This chapter showed a relatively simple—and yet surprisingly robust—way of recognizing a variety of hand gestures by counting the number of extended fingers.
The algorithm first shows how a task-relevant region of the image can be segmented using depth information acquired from a Microsoft Kinect 3D sensor, and how morphological operations can be used to clean up the segmentation result. By analyzing the shape of the segmented hand region, the algorithm comes up with a way to classify hand gestures based on the types of convexity effects found in the image.
Once again, mastering our use of OpenCV to perform the desired task did not require us to produce a large amount of code. Instead, we were challenged to gain an important insight that made us use the built-in functionality of OpenCV in an effective way.

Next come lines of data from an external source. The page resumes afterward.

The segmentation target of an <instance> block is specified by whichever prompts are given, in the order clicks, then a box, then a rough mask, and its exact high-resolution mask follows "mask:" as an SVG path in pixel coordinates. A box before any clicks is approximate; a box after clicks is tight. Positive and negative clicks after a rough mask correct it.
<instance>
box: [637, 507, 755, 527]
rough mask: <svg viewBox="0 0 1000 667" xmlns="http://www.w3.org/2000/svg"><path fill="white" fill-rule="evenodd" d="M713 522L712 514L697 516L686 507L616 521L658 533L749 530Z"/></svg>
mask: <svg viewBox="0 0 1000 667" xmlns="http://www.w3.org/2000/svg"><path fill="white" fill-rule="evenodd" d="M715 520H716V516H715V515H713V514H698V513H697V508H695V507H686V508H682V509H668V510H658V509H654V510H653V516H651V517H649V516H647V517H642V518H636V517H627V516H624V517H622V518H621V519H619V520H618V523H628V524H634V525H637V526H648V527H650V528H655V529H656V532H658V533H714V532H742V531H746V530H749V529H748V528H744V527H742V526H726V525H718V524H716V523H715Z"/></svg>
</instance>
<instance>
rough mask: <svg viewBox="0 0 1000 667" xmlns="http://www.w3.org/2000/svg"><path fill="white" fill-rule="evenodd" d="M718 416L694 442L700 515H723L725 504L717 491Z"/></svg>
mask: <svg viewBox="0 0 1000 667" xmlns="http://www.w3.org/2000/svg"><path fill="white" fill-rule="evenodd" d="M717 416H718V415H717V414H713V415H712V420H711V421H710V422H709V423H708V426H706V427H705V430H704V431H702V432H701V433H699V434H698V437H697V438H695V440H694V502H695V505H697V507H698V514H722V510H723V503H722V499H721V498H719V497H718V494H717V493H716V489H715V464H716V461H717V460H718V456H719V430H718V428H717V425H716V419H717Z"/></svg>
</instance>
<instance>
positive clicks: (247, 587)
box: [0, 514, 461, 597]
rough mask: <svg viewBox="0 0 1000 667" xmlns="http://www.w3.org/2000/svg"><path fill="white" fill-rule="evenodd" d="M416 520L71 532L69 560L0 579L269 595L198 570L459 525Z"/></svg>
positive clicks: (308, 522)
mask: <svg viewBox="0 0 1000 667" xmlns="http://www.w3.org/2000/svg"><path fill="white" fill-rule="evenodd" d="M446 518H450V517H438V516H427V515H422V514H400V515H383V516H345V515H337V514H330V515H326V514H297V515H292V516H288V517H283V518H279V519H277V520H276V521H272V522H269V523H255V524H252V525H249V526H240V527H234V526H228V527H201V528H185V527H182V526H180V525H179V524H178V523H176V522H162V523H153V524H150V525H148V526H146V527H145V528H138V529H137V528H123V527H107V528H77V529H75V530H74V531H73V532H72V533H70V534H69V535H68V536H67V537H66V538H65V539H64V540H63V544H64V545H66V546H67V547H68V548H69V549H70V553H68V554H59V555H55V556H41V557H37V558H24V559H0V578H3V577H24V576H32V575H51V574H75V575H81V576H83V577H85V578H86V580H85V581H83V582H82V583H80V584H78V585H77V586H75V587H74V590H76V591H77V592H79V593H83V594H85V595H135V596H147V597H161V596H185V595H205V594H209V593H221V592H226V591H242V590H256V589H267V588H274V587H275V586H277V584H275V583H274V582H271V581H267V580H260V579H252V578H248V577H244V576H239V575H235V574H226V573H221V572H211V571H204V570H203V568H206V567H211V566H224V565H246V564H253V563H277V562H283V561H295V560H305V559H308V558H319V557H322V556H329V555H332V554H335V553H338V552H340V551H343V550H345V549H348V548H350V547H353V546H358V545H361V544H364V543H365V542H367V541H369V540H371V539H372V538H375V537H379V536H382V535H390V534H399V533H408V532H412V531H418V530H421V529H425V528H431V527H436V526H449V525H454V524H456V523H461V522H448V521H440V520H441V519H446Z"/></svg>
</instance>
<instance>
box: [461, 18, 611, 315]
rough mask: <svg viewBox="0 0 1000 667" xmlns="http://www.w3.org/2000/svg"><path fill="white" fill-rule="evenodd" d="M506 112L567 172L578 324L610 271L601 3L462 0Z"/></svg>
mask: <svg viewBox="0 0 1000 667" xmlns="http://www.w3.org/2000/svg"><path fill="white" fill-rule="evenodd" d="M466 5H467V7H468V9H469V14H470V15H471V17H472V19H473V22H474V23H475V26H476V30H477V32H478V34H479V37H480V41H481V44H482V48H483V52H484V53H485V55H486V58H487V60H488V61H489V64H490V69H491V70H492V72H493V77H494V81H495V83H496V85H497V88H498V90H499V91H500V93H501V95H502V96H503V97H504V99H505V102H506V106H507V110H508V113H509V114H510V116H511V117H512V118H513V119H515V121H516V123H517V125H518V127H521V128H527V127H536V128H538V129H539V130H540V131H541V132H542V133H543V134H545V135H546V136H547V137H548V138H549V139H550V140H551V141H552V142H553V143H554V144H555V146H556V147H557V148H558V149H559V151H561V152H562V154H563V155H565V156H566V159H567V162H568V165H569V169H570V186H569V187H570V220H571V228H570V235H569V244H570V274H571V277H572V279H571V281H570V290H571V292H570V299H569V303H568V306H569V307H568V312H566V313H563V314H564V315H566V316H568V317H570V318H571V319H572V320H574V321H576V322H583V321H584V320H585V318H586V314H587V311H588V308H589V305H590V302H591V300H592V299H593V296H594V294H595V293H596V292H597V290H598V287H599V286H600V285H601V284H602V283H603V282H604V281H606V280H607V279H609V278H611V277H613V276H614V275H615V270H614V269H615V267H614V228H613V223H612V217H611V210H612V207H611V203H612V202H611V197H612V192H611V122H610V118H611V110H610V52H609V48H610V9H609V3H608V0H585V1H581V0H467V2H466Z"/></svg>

Gesture recognition is a popular but challenging field in computer science, with applications in a large number of areas, such as Human-Computer Interaction (HCI), video surveillance, and even the video game industry. You can now use your advanced understanding of segmentation and structure analysis to build your own state-of-the-art gesture recognition system. Another approach you might want to use for hand gesture recognition is to train a deep image classification network on hand gestures. We will discuss deep networks for image classifications in Chapter 9, Learning to Classify and Localize Objects.
In the next chapter, we will continue to focus on detecting objects of interest in visual scenes, but we will assume a much more complicated case: viewing the object from an arbitrary perspective and distance. To do this, we will combine perspective transformations with scale-invariant feature descriptors to develop a robust feature-matching algorithm.